Family SHA (which stands for Secure Hash Algorithm according to AbbreviationFinder.org) is a set of hash functions cryptographic related National Security Agency US and published by the National Institute of Standards and Technology (NIST). The first member of the family published in 1993 is officially called SHA. However, today it is unofficially called SHA-0 to avoid confusion with its successors.

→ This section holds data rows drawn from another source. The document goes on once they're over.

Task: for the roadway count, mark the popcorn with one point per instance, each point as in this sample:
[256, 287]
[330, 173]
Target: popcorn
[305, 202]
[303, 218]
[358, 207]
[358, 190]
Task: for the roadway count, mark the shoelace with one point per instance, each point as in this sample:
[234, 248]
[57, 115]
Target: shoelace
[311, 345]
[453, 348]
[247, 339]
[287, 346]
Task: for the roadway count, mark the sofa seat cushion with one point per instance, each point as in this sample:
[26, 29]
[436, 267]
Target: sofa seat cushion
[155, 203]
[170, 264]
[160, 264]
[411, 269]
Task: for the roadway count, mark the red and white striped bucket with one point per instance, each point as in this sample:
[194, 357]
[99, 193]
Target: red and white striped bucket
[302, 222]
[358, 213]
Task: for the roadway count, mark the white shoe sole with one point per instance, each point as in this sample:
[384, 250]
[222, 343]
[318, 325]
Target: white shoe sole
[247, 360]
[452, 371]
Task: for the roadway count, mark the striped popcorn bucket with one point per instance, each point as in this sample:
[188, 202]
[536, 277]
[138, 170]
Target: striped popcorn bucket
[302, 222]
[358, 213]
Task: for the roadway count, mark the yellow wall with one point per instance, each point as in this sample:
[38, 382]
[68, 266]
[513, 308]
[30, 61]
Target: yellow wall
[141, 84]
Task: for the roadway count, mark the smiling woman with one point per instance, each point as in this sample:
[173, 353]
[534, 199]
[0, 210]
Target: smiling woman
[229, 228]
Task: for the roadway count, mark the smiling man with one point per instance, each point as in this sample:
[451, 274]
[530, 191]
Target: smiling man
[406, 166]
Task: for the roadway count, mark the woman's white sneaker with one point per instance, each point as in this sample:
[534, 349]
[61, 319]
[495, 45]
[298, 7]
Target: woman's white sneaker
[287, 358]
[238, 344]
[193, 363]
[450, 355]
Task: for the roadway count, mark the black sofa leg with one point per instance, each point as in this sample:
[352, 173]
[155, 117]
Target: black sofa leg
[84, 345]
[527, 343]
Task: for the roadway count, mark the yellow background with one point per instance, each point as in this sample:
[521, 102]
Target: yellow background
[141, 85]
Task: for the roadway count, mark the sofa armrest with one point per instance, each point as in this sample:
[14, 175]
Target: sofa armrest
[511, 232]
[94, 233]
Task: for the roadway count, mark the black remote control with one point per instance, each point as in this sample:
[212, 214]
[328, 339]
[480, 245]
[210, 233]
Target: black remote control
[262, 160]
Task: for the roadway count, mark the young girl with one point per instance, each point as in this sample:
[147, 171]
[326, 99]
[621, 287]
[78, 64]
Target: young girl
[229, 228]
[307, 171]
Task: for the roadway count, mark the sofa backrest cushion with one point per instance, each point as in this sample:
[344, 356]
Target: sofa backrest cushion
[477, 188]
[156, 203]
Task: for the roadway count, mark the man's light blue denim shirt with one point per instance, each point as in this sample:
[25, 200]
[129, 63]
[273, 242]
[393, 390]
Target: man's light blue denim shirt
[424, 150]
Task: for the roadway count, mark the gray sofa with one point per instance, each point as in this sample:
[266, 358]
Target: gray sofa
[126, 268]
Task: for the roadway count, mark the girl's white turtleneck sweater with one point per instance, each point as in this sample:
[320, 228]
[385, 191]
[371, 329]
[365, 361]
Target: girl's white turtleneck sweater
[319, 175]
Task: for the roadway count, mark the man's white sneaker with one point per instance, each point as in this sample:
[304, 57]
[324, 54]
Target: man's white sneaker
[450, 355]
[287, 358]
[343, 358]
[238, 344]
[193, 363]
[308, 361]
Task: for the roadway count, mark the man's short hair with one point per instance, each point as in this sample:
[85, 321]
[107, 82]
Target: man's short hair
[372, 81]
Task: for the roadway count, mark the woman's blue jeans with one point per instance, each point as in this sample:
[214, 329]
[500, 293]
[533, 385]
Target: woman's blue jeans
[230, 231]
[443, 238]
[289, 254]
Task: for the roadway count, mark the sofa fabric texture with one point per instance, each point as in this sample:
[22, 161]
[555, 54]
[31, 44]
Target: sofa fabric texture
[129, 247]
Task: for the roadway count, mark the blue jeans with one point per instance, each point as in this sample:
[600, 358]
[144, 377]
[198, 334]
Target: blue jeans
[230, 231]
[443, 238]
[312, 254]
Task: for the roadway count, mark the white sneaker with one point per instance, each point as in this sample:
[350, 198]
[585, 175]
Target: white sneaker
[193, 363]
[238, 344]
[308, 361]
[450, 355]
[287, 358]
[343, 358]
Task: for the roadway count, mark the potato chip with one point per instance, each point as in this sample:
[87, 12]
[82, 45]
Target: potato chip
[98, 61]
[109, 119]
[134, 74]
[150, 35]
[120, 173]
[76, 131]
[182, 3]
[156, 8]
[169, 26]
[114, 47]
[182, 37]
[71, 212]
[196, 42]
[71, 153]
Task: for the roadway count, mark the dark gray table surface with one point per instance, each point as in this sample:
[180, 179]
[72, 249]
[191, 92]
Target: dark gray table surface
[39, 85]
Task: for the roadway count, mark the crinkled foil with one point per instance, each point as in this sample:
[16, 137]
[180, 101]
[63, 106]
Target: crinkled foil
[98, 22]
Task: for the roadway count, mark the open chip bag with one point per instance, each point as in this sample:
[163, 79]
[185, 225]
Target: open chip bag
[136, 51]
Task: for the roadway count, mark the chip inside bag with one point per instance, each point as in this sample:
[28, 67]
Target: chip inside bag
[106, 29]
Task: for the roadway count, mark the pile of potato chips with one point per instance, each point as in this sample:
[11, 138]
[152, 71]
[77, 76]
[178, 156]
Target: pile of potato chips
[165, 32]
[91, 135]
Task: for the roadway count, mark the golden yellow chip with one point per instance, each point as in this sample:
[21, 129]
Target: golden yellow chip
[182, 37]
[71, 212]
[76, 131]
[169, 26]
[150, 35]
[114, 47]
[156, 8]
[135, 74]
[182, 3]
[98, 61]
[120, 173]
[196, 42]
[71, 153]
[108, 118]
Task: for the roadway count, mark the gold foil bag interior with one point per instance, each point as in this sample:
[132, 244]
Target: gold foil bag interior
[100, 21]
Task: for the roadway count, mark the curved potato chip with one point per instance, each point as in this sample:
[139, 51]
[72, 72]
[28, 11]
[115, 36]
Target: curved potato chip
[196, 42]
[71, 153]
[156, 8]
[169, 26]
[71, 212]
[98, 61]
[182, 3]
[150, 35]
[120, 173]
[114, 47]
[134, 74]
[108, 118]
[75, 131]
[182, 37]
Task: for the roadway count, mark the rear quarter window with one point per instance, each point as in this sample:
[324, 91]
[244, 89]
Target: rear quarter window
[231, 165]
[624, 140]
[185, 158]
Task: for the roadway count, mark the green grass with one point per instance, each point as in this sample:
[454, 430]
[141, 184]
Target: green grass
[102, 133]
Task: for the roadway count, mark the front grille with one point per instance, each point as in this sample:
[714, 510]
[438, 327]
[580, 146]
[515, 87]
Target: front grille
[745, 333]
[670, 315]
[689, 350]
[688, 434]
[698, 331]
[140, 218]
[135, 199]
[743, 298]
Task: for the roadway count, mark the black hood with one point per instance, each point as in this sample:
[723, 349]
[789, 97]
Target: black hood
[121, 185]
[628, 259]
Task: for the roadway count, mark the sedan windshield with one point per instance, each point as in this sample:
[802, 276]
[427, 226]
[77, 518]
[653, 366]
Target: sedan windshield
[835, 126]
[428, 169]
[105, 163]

Two years later the first successor to SHA was published under the name SHA-1. There are four more variants that have been published since then whose differences are based on a somewhat modified design and increased output ranges: SHA-224, SHA-256, SHA-384, and SHA-512 (all of them are referred to as SHA-2).
In 1998, an attack on SHA-0 was found but was not recognized for SHA-1, it is unknown if it was the NSA who discovered it but increased the security of SHA-1.
SHA-1 has been closely scrutinized by the public crypto community, and no effective attack has been found. However, in 2004, a number of significant attacks were reported on cryptographic hash functions with a structure similar to SHA-1; this has raised questions about the long-term safety of SHA-1.
SHA-0 and SHA-1 produce a 160-bit summary output of a message that can have a maximum size of 2 64 bits, and is based on principles similar to those used by Professor Ronald L. Rivest of MIT in the design of the MD4 and MD5 message digest algorithms.
The empty hash encoding for SHA-1 corresponds to:
SHA1 (“”) = da39a3ee5e6b4b0d3255bfef95601890afd80709
Attacks against SHA-1
The strength of the SHA-1 algorithm has been compromised throughout 2005. After MD5, among others, was seriously compromised in 2004 by a team of Chinese researchers, SHA-1’s lifespan was up for sentencing.
The same team of Chinese researchers, consisting of Xiaoyun Wang, Yiqun Lisa Yin and Hongbo Yu (mainly from Shandong University in China), has shown that they are capable of breaking SHA-1 in at least 269 operations, about 2000 times more. faster than a brute force attack (which would require 2 80 operations). Recent attacks on SHA-1 have weakened it to 2 63.
According to NIST:
“This attack is of particular importance for applications that use digital signatures such as timestamps and notaries. However, many applications that use digital signatures include information about the context that makes this attack difficult to carry out in practice. ”
Although 2 63 still involve a high number of operations, it is within the limits of current calculation capabilities, and it is foreseeable that over time breaking this function will be trivial, by increasing calculation capabilities and be more serious attacks against SHA-1.
The importance of breaking a hash function should be understood as follows: A hash allows you to create a theoretically unique fingerprint of a file. If a hash were broken there could be another document with the same fingerprint. The similarity could be that there were people who shared the same fingerprints, or worse, the same DNA: There would be no way to differentiate them using these means of discrimination.
Despite the fact that NIST contemplates larger SHA functions (for example, the SHA-512, 512 bits long), experts of the stature of Bruce Schneier advocate, without calling for alarmism, to look for a new standardized hash function that allows to replace SHA-1. The names mentioned in this regard are Tiger, from the creators of Serpent, and WHIRLPOOL, from the creators of AES.